## Byte-Pair Encoding

This notebook shows how the class BPETokenization is used. We're going to go with an example step-by-step and let a notebook cell prepared to preprocess all the corpus elements.

### Ensure visibility for the class file

In [1]:
import os, sys

LIB_PATH = os.path.join(os.getcwd(), '../')
sys.path.append(LIB_PATH)

### Step-by-step example

In [2]:
from atividade_1.bpe_tokenization import BPETokenization

bpe = BPETokenization(vocab_size=1000)

The BPE algorithm relies on 3 major steps:
1. Convert a text to a byte representation, which we encode to integer IDs for convinience;
2. Count the number of adjacent pairs of bytes;
3. Given the most frequent byte pair, we merge this pair into a new token ID

We repeat this process until the vocabulary size reaches the value specified at the `vocab_size` class parameter. Jumping to code, we have the implementation as follows:

In [3]:
# The first step is to convert from a string to a list of byte ids
text = "VASCO VASCO VASCO DA GAMA"
print(f"Original Text: {text}")
byte_ids = bpe.text_to_byte_ids(text)
print(f"Byte IDs: {byte_ids}")

Original Text: VASCO VASCO VASCO DA GAMA
Byte IDs: [86, 65, 83, 67, 79, 32, 86, 65, 83, 67, 79, 32, 86, 65, 83, 67, 79, 32, 68, 65, 32, 71, 65, 77, 65]


In [4]:
# Then we count the byte adjacent pairs
pair_counts = bpe.get_pair_counts(byte_ids)
print(f"Pair Counts: {pair_counts}")

Pair Counts: {(86, 65): 3, (65, 83): 3, (83, 67): 3, (67, 79): 3, (79, 32): 3, (32, 86): 2, (32, 68): 1, (68, 65): 1, (65, 32): 1, (32, 71): 1, (71, 65): 1, (65, 77): 1, (77, 65): 1}


In [5]:
# Next, we find the most frequent pair
most_freq = bpe.find_most_frequent_pair(pair_counts)
print(f"Most frequent pair: {most_freq}")
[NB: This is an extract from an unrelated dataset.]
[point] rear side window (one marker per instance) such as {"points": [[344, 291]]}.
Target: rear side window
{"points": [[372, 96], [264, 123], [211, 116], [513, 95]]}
Most frequent pair: (86, 65)


In [6]:
# Lastly, we merge this frequent pair into a new token id, and
token_ids = bpe.merge_pair(byte_ids, most_freq, max(byte_ids)+1)
print(f"Token IDs after the first merge: {token_ids}")

Token IDs after the first merge: [87, 83, 67, 79, 32, 87, 83, 67, 79, 32, 87, 83, 67, 79, 32, 68, 65, 32, 71, 65, 77, 65]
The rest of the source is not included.